I've been looking into the problem with Safari in Letterland a bit more after briefly discussing the issue with James via PM, and I have data explaining why the shaking happens, as well as a possible theory for what the actual fix is. Of course, it's possible that somebody has already tested this aspect of the MC-ACC and my theory is wrong, but I can't think of a better explanation at the moment. :-/
The status bar shakes due to the IRQ firing early on some frames. It is supposed to fire on scanline 205, but occasionally fires on scanline 204 (James pointed out some $2006 updates that occur when rendering; these happen one scanline after the IRQ). It fires on scanline 204 instead due to an extra clock occurring around cycle 300 on scanline 188. That clock happens because the game disables rendering around cycle 276 (putting vramaddr_v onto the address bus), then writes a palette address to $2006 around cycle 300 (putting the $3Fxx address onto the bus). If the vertical scroll value was even at the time rendering was disabled, this triggers an A12 rise. The difference in PPU clocks between when A12 falls and then rises again is between 24 and 30 clocks, clearly more than 15, so the IRQ counter gets clocked.
The only way around this (assuming that the PPU does put the palette address onto the bus and that nothing else is being emulated incorrectly), is to require more time between A12 rises in order to clock the counter. This doesn't seem unreasonable, especially since we already know that the MC-ACC doesn't *quite* behave like an MMC3. The required time between rises must be
at least the same as required by the MMC3, but there's no reason it couldn't be greater.
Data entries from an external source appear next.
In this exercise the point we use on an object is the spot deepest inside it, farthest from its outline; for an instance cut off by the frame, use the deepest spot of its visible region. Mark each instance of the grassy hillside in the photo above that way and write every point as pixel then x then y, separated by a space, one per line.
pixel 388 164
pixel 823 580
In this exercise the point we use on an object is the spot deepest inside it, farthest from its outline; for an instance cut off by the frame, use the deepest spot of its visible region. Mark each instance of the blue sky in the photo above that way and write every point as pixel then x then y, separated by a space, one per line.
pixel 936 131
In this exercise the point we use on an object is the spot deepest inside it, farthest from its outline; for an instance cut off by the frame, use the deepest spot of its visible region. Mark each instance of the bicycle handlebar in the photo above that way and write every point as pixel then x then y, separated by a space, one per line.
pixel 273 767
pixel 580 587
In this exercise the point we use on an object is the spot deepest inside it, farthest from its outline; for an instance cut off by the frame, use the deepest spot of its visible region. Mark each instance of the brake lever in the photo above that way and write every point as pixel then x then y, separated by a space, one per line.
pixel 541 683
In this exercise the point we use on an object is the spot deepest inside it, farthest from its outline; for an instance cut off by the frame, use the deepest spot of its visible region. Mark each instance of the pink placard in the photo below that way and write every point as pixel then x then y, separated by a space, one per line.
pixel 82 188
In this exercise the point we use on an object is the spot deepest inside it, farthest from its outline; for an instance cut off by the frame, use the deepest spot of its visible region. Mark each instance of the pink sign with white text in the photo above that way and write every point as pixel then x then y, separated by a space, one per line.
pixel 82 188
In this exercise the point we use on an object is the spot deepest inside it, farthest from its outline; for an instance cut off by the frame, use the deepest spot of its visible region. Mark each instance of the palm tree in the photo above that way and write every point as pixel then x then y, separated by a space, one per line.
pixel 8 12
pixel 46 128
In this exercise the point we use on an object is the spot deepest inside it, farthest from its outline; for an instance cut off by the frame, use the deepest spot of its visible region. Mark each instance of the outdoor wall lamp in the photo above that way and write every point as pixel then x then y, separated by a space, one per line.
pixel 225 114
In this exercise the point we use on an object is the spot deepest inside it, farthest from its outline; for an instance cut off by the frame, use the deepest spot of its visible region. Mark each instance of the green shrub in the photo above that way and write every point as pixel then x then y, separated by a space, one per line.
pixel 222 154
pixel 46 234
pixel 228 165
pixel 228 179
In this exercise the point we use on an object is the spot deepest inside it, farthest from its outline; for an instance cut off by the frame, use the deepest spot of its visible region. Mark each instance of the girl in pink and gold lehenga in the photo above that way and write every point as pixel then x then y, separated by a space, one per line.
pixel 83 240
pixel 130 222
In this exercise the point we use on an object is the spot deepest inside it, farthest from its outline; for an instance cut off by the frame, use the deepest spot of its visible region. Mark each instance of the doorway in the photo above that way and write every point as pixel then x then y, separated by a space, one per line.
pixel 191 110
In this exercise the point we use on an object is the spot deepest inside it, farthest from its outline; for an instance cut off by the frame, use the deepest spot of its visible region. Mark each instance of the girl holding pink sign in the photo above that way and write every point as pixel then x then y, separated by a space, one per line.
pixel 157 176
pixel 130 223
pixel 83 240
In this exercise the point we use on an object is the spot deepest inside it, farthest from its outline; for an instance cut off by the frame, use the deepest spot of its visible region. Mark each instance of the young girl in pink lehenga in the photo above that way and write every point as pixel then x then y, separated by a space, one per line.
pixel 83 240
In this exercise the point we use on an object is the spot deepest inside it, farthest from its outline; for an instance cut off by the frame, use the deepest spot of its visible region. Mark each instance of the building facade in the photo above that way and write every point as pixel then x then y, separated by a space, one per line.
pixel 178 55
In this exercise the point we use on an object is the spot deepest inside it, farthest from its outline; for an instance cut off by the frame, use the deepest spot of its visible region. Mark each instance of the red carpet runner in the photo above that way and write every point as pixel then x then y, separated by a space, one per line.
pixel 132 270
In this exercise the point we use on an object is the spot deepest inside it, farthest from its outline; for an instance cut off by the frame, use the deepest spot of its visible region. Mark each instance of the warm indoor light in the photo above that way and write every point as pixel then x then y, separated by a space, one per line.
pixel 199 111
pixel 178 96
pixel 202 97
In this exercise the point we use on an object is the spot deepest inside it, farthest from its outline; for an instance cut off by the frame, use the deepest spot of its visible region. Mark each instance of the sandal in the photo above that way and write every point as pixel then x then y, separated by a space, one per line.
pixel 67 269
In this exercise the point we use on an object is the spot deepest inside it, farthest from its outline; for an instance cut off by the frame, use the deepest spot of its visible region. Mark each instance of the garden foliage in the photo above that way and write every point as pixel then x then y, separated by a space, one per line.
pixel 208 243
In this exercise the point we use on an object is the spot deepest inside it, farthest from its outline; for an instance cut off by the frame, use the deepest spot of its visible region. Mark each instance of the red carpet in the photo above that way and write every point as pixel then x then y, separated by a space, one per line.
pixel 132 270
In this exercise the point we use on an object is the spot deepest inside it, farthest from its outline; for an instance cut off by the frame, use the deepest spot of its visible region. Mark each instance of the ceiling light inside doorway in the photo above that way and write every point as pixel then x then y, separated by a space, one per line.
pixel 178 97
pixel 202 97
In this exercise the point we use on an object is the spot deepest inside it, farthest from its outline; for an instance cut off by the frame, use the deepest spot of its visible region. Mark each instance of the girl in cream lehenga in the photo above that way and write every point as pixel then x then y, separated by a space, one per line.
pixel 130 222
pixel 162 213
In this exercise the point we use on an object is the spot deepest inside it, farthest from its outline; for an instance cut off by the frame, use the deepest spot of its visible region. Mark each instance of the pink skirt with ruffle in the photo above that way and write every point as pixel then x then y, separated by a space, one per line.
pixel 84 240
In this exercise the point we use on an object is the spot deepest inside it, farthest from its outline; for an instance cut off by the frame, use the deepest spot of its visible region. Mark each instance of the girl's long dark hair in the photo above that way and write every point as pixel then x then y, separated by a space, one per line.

I tried various values and found that a minimum of 39 PPU cycles (or 13 M2 cycles, since the cart doesn't have access to the PPU clock signal) are required to fix the shaky status bar. The actual required time between rises may be larger than this, but there's no way to know what it is without testing an actual MC-ACC.
I've tested this theory in my emulator as well as Nestopia, and the shakes completely disappear (and the status bar looks correct: no scanline missing from the middle). I don't have a clean patch for Nestopia yet though, and simply changing the value of CLOCK_FILTER in NstBoardMmc3.hpp (as I did to test this theory) will definitely break actual MMC3 games. This is all purely academic if my theory is wrong though, so I'm hesitant to create a patch until this is confirmed (if it is confirmed).